Pourtant, certains doutent qu’il soit possible de construire une maison de commerce de renommée mondiale sous propriété chinoise.
L’objectif primordial des sociétés commerciales chinoises est d’acheter plus efficacement des matières premières pour China Inc., explique Lambert, ancien banquier spécialisé dans le financement du commerce, ce qui enlève la flexibilité et l’agilité dont un commerçant a besoin pour gagner de l’argent.
Mais Ives estime que le fait d’être détenu par CMOC constitue en fait un avantage, soulignant l’expansion rapide de la société en République démocratique du Congo, où de nombreuses sociétés minières occidentales refusent d’investir. Elle détient également des investissements dans le lithium bolivien et le nickel indonésien.
« Les sociétés minières chinoises aiment les défis et regardent clairement le monde sous un angle différent », dit-il. « Je soupçonne que vous allez voir CMOC en tant qu’organisation se développer, ce qui signifie que nos activités de marketing se développent naturellement. »
Embauches de commerçants
Les changements qu’il a apportés au cours de la dernière année visaient à se préparer à cette croissance.

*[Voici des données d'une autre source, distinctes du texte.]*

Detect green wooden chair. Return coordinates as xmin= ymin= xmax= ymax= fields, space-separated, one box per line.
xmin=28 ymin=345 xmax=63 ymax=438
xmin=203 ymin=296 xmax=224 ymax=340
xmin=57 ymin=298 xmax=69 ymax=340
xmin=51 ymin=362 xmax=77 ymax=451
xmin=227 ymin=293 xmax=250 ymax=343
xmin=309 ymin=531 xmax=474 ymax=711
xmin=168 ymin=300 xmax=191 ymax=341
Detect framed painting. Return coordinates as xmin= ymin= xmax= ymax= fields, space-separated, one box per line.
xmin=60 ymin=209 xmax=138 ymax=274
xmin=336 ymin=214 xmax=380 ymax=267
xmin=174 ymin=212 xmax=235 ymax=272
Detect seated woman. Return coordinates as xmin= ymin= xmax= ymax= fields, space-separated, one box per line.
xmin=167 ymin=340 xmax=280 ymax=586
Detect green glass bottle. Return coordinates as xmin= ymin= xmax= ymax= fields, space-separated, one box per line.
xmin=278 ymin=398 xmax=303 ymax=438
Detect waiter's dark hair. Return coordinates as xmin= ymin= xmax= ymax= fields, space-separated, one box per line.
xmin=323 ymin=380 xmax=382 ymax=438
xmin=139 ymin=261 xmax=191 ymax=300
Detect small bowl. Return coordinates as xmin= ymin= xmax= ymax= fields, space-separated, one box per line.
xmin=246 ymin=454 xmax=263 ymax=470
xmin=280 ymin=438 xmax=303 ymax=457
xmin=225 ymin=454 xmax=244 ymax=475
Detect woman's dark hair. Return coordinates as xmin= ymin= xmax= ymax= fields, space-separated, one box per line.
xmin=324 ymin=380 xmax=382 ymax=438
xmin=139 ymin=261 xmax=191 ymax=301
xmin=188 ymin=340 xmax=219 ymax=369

Parmi les personnes qu’il a embauchées figurent les anciens traders de Glencore Douglas Booth, Kapil Reddy Kunta, Han Cho et YB Nam ; les anciens commerçants de Trafigura Gary Le-Men, Branko Buhavac, Saurabh Phadke, Julio Arce et James Scott ; Kentaro Kimura, ancien trader de Mitsubishi, et Ryan Cochrane, analyste.
Et même s’il y a eu de nombreux remaniements, bon nombre des personnes qu’il a promues sont des vétérans de l’IXM.
Il a réorganisé les équipes commerciales pour séparer les concentrés et les métaux raffinés, ces derniers étant dirigés par les traders de longue date d’IXM, Tom Mackay et Adhitya Sethaputra, en tant que co-responsables. Le-Men pilotera le négoce des concentrés de cuivre, tandis que Xavier-Alexandre Ortiz supervisera les concentrés de plomb et de zinc.
Ives a également apporté une attention renouvelée au « trafic » – les équipes d’opérateurs moins glamour qui gèrent la logistique de l’expédition des marchandises à travers le monde, mais qui sont essentielles au bon déroulement des échanges.
C’est un autre élément de la philosophie qu’il a importée de Glencore, qui, depuis sa création par Marc Rich en 1974, a mis l’accent sur le service de la circulation en tant que centre névralgique de l’entreprise et a insisté pendant des années pour que tous les jeunes employés y travaillent pendant un certain temps. épeler avant de devenir commerçant. « Je crois fermement à l’embauche d’opérateurs », déclare Ives, « ayant suivi l’école Glencore dans les années 1990. »
Ce n’est pas la seule fois où il cite son expérience chez Glencore – ou son ancien patron, Glasenberg.
« Même si Ivan n’est plus aussi franc, sa fameuse citation de mai 2013 perdure dans les poches de Glencore – les poches gagnantes », écrit-il dans son e-mail exhortant les employés à ne pas s’éteindre en vacances, avant de la reproduire : « Je dis aux investisseurs, venez et rencontrez mes employés et dites-moi qui, selon vous, va s’allonger sur la plage.